During a strategy meeting April 20 at ILWU headquarters in West Sacramento, Ramirez heard the latest reports of what he characterizes as anti-union tactics by the company, and produced flyers that 20 employees in attendance said have been distributed by management—he dismisses them as scare tactics. The flyers encourage workers to “not sign anything” and to avoid contact with union organizers who may trick them into joining.
Ramirez warned workers not to give management cause for dismissal. “We have to be very careful,” he told the assembled workers, more than half of whom said they’ve worked at the company 20 years or more. “Show up on time. Don’t be late.” Despite this, talk turned to a co-worker who was terminated that week after 38 years on the job. Like those at the meeting, he was part of the April 15 rally and didn’t hide his desire to unionize, they say.
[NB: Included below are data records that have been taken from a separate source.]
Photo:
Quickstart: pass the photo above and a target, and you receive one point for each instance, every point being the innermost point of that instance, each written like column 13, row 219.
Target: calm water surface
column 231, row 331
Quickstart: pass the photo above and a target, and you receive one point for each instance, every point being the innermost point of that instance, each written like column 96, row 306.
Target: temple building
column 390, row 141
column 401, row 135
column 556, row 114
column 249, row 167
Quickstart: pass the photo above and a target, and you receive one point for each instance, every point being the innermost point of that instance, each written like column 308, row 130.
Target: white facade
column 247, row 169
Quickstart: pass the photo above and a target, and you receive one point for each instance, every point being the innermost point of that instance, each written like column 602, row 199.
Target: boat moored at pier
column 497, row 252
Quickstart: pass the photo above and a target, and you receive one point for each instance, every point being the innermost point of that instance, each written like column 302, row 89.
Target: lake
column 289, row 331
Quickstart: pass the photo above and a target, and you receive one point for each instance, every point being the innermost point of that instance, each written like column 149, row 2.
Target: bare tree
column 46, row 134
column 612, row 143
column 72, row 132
“It seems the longer you are here, the worse they treat you,” said 19-year-employee Larry Newsome, a vacuum-filler attendant.
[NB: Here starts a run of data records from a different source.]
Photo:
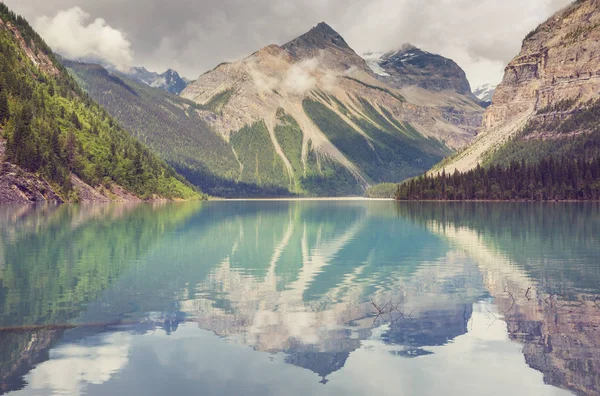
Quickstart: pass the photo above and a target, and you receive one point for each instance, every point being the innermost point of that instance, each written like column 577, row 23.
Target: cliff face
column 555, row 75
column 330, row 126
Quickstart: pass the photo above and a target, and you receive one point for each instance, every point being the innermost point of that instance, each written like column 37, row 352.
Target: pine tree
column 4, row 109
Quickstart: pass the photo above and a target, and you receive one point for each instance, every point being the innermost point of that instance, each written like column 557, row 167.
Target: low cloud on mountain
column 194, row 36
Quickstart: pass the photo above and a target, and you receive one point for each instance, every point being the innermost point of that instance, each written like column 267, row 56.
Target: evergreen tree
column 4, row 110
Several workers at the meeting said management has taken them and co-workers aside in small groups, asking about union activities and where they stand. They also claimed management was telling workers that, if a union came to the plant, non-union supporters would be fired and workers might lose their pensions. Ramirez said those allegations are a clear violation of labor law, which precludes companies from making such claims.
Ramirez hopes to recruit enough supporters for a vote in early June. At that time, if a majority of non-management employees support filing for unionization, a worker vote deciding the matter could be forced as early as next fall, in the peak of the processing season. If that election succeeds, the company would have to either negotiate a labor contract with workers, or file an appeal through various means that could take months, said Ramirez.
With 58 currently active supporters, Ramirez believes he’ll need about 350 votes for the move to succeed. In 1990, the ILWU tried to unionize the plant, but ushered in the election without garnering enough support beforehand—it failed by a 2-1 margin. Since then, he said that other labor unions have steered clear of trying to unionize there, and some have warned the ILWU that unionizing the plant is a lost cause.
“They say these workers will be intimidated by their employers,” Ramirez said. “I think we’re doing it smarter this time. But I make them no promises.”
Gene Esparza, a 55-year-old Sacramento native, grew up picking crops with his parents in the area. He joined the company for $2.25 an hour, and says it was “just like a big family” until the mid-1980s. Asked why he hasn’t applied for another job, he says he doesn’t want to leave with a bad taste in his mouth. Petra digs out his weekly paycheck: With a $520 gross, he nets $288 after taxes and health-care premiums take their respective bites.
“I know I can get something else. But I want to make it better for everybody. Where I can tell my kid, go apply over there,” said Esparza, a father of six. “Right now I’m so embarrassed to say I work there. We work hard, and we put our time in and sweat and blood. I want to see this through.”